我大概花了一周多把当前高star的pytorch版YOLOv4都跑了一遍。这里将Tianxiaomo大佬yolov4版本:https://github.com/Tianxiaomo/pytorch-YOLOv4做一个总结。
在train和eval过程中,有以下几个问题:

  • evaluate评价coco 指标时,需要自己写一个get_img_id函数(已解决)
  • 几个报错(已解决)
  • 预测效果很好,bbox的conf也很高,但map较低(待解决)

数据集准备

该数据集格式和qqwwweee版Keras-yolov3一样,数据集格式如下:

# train.txt
image_path1 x1,y1,x2,y2,id x1,y1,x2,y2,id x1,y1,x2,y2,id ...
image_path2 x1,y1,x2,y2,id x1,y1,x2,y2,id x1,y1,x2,y2,id ...
...
...

1.划分train,eval,test数据集

和qqwwweee版Keras-yolov3数据集制作一样,如图准备文件夹,在VOCdevkit\VOC2007\Annotations放入所有xml文件,VOCdevkit\VOC2007\JPEGImages放所有的图像。运行test.py,test.py如下:

import os
import random

trainval_percent = 0.9
train_percent = 0.8
xmlfilepath = './Annotations/'
txtsavepath = './ImageSets/Main/'
total_xml = os.listdir(xmlfilepath)

num = len(total_xml)
list = range(num)
tv = int(num * trainval_percent)
tr = int(tv * train_percent)
trainval = random.sample(list, tv)
train = random.sample(trainval, tr)

ftrainval = open(txtsavepath + '/trainval.txt', 'w')
ftest = open(txtsavepath + '/test.txt', 'w')
ftrain = open(txtsavepath + '/train.txt', 'w')
fval = open(txtsavepath + '/val.txt', 'w')

for i in list:
    name = total_xml[i][:-4] + '\n'
    if i in trainval:
        ftrainval.write(name)
        if i in train:
            ftrain.write(name)
        else:
            fval.write(name)
    else:
        ftest.write(name)

ftrainval.close()
ftrain.close()
fval.close()
ftest.close()

2.生成所需数据集格式

建立pytorch-YOLOv4-master\voc_annotation.py,voc_annotation.py内容如下,修改classes为自己的类别
运行后会在VOCdevkit\VOC2007\ImageSets\Main中生成train.txt、test.txt、val.txt 和 trainval.txt四个文件。
将train.txt、test.txt、val.txt复制至data\文件夹下

import xml.etree.ElementTree as ET
from os import getcwd

sets=[('2007', 'train'), ('2007', 'val'), ('2007', 'test')]

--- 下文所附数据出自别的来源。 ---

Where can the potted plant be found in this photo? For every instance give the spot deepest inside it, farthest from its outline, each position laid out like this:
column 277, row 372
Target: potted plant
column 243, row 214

#classes = ["aeroplane", "bicycle", "bird", "boat", "bottle", "bus", "car", "cat", "chair", "cow", "diningtable", "dog", "horse", "motorbike", "person", "pottedplant", "sheep", "sofa", "train", "tvmonitor"]
classes = ['apple']

def convert_annotation(year, image_id, list_file):
    in_file = open('VOCdevkit/VOC%s/Annotations/%s.xml'%(year, image_id))
    tree=ET.parse(in_file)
    root = tree.getroot()

    for obj in root.iter('object'):
        difficult = obj.find('difficult').text
        cls = obj.find('name').text
        if cls not in classes or int(difficult)==1:
            continue
        cls_id = classes.index(cls)
        xmlbox = obj.find('bndbox')
        b = (int(xmlbox.find('xmin').text), int(xmlbox.find('ymin').text), int(xmlbox.find('xmax').text), int(xmlbox.find('ymax').text))
        list_file.write(" " + ",".join([str(a) for a in b]) + ',' + str(cls_id))

wd = getcwd()

for year, image_set in sets:
    image_ids = open('VOCdevkit/VOC%s/ImageSets/Main/%s.txt'%(year, image_set)).read().strip().split()
    list_file = open('%s_%s.txt'%(year, image_set), 'w')
    for image_id in image_ids:
        list_file.write('%s/VOCdevkit/VOC%s/JPEGImages/%s.jpg'%(wd, year, image_id))
        convert_annotation(year, image_id, list_file)
        list_file.write('\n')
    list_file.close()

配置文件

1. cfg.py

修改如下项:

Cfg.batch = 2  
Cfg.subdivisions = 1

Cfg.TRAIN_EPOCHS = 2

Cfg.train_label = os.path.join(_BASE_DIR, 'data', 'train.txt')
Cfg.val_label = os.path.join(_BASE_DIR, 'data' ,'val.txt')

2. dataset.py

这步是为了在训练过程中同时测试当前训练map,如果不需要测试map,将train.py中415-440行注释掉,跳过此步骤。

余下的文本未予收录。